MK Sidangkan Aturan PKWT, Upah Minimum, Pesangon dalam UU Cipta Kerja
Berita

MK Sidangkan Aturan PKWT, Upah Minimum, Pesangon dalam UU Cipta Kerja

Majelis Panel meminta para pemohon memperjelas bagian kedudukan hukum dan kerugian konstitusional.

Oleh:
Agus Sahbani
Bacaan 7 Menit

Selain itu, ketentuan Pasal 88E ayat (2) UU 13/2003 yang diatur dalam Pasal 81 angka 25 UU Cipta Kerja, ditegaskan adanya larangan bagi pengusaha membayar upah lebih rendah dari upah minimum. Namun, dalam ketentuan selanjutnya tidak diatur akibat dan kewajiban hukum bagi pengusaha apabila membayar upah lebih rendah dari upah minimum. Bahkan, tidak menutup kemungkinan adanya kesepakatan upah di bawah upah minimum yang dibuat oleh pengusaha dengan pekerja/buruh.

“Dihapusnya Pasal 91 UU 13/2003 sebagaimana dimaksud Pasal 81 angka 29 UU Cipta Kerja, larangan pembayaran upah minimum tanpa disertai akibat hukum dan melahirkan kewajiban membayar selisih dari upah yang dibayarkan tidak sesuai dengan upah minimum, menjadi sia-sia (illusi),” dalihnya.  

Tidak sebandingnya jumlah lapangan kerja dan angkatan kerja akan memposisikan pekerja/buruh sebagai pihak yang membutuhkan pekerjaan tanpa dapat bernegosiasi besaran upah dengan pengusaha. Ketidakpastian pekerja/buruh mendapat upah sesuai dengan upah minimum, terjadi karena Pasal 81 angka 29 UU Cipta Kerja telah menghapus Pasal 91 UU 13/2003, yang mengatur akibat dan kewajiban hukum adanya kesepakatan upah yang lebih rendah dari ketentuan upah minimum yang berlaku.

Selanjutnya, Pasal 81 angka 44 UU Cipta Kerja, telah mengubah Pasal 156 UU 13/2003 terutama frasa “paling sedikit” menjadi “paling banyak” dalam Pasal 156 ayat (2) dan ayat (3) UU 13/2003. Ketentuan ini bermakna pengusaha diberikan pilihan menetapkan besaran uang pesangon dan/atau uang penghargaan masa kerja dengan batas atas. Artinya pengusaha tidak wajib membayar uang pesangon dan/atau uang penghargaan masa kerja sesuai besaran yang telah ditetapkan dalam UU Cipta Kerja.
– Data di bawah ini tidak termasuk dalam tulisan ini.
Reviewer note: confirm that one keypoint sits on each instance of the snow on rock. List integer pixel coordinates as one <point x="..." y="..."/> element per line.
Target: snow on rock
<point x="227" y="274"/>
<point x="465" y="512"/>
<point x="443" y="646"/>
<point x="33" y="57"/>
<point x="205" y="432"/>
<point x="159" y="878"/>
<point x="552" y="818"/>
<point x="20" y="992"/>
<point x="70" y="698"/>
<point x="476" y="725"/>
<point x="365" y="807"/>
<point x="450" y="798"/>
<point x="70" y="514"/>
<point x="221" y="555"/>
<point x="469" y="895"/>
Bahkan dapat berarti “melarang” pengusaha untuk membayar lebih tinggi sebagai makna dari frasa “paling banyak”.

Sementara Pasal 156 ayat (4) UU 13/2003 yang diatur Pasal 81 angka 44 Cipta Kerja juga menghapus pemberian uang penggantian perumahan serta pengobatan dan perawatan kepada pekerja/buruh yang diputuskan hubungan kerjanya, yang sebelumnya diatur dalam Pasal 156 ayat (4) huruf c UU 13/2003. Sebagai salah satu komponen kompensasi dari akibat PHK, pemberian uang penggantian perumahan serta pengobatan dan perawatan kepada pekerja/buruh selalu melekat dalam setiap alasan putusnya hubungan kerja.

Dalam UU 13/2003, pekerja/buruh yang diakhiri hubungan kerja dengan alasan mengundurkan diri sekalipun, tetap diberikan uang penggantian perumahan serta pengobatan dan perawatan. Hak ini untuk mengganti fasilitas pengobatan dan perawatan yang ditetapkan sebesar 5 persen, dan penggantian fasilitas perumahan sebesar 10 persen selama pekerja/buruh belum mendapat pekerjaan setelah PHK.

“Dihapusnya keberadaan uang penggantian perumahan serta pengobatan dan perawatan sebagai salah satu kewajiban pengusaha apabila terjadi PHK dan pekerja/buruh yang mengundurkan diri. Padahal, itu tumpuan dan harapan terakhir untuk mendapat jaminan atas manfaat dari uang penggantian perumahan serta pengobatan dan perawatan.”